How… I’ve ever used this plugin but didn’t think to use it like this. It’s a good idea I will test.

i’m currently using it and you’re right it’s very useful if you blog more one in one day.

[…] Style featured posts with WP-Sticky plugin | WPDesigner If you sticky a post, it’ll stay at the top of your blog page, regardless of its published date. (tags: wordpress plugins) I wrote this on August 4, 2007 at 7:23 am and filed it under Uncategorized. Bookmark the permalink. Follow comments with the RSS feed for this post. Post a comment or leave a trackback. « links for 2007-08-03 […]

Tavo!:

Thanks man!
This is exactly what I need!

Myriam:

I am sorry, just starting with Wordpress so I do not understand very well the steps to follow, but would like to have a sticky post too.

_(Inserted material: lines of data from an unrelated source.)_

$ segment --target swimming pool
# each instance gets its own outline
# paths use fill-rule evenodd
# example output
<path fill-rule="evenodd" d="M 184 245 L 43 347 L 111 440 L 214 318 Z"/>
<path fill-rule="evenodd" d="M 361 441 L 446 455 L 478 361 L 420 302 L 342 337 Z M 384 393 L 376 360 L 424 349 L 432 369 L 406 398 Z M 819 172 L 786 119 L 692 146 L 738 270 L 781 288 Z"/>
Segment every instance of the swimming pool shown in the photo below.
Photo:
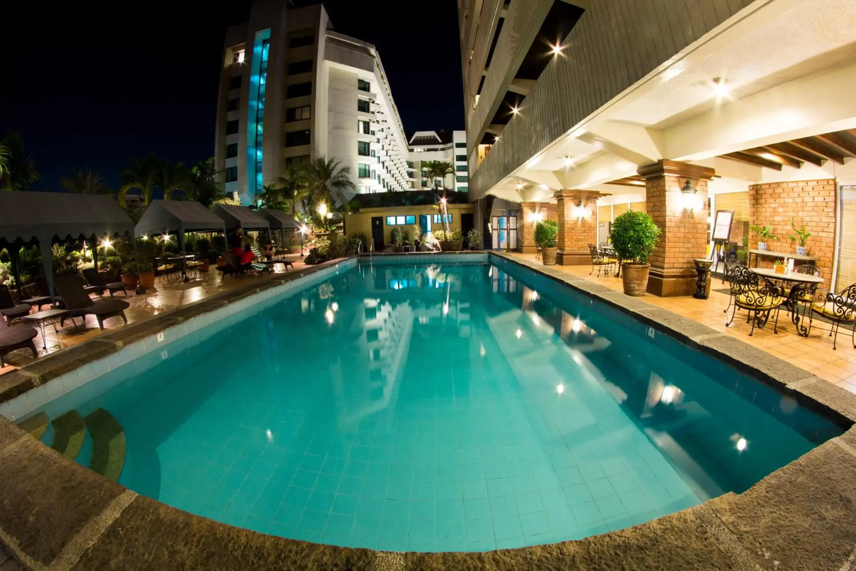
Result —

I downloaded WP-Sticky already, but where is this “plugin folder”. I can not see it in my Dashboard… Is this an extra service (payment)?

Thank you.

Myriam - It’s in your hosting account directory, not the dashboard. wp-content/plugins/

After you’ve uploaded your plugin, go to the dashboard Plugin management page and activate the newly uploaded plugin.

Myriam:

Hello,

I did not rent a hosting service yet, and I was thinking about not to have one till my blog growns up a bit.

Well, I suppose there is no way, then. I mean, if I only have Wordpress free hosting.

But thank you very much, Great Potato.

:)

I tried this tutorial and I can’t my posts to stick. What am I doing wrong?

Thanks 4 tutorial!

Yea thanks for this. :)

Hey Lester. This looks like a good tutorial and I can see how to style the post itself but I have somewhat of a dilemma. I’m wanting to not only change the background of the sticky post but I also want to change the postmeta information. If you look at my site I have a scrolling box on the top left. I want to put my sticky posts inside that box. Currently it is a table with 3 rows. Do you have any idea how I can put my sticky posts inside that box?

Thanks
Kelly

Dave:

I found if I used the sticky option it wouldn’t work. But then I switched it to announcement and it worked. The only trouble is now you can’t use the announcement option as it was intended but oh well.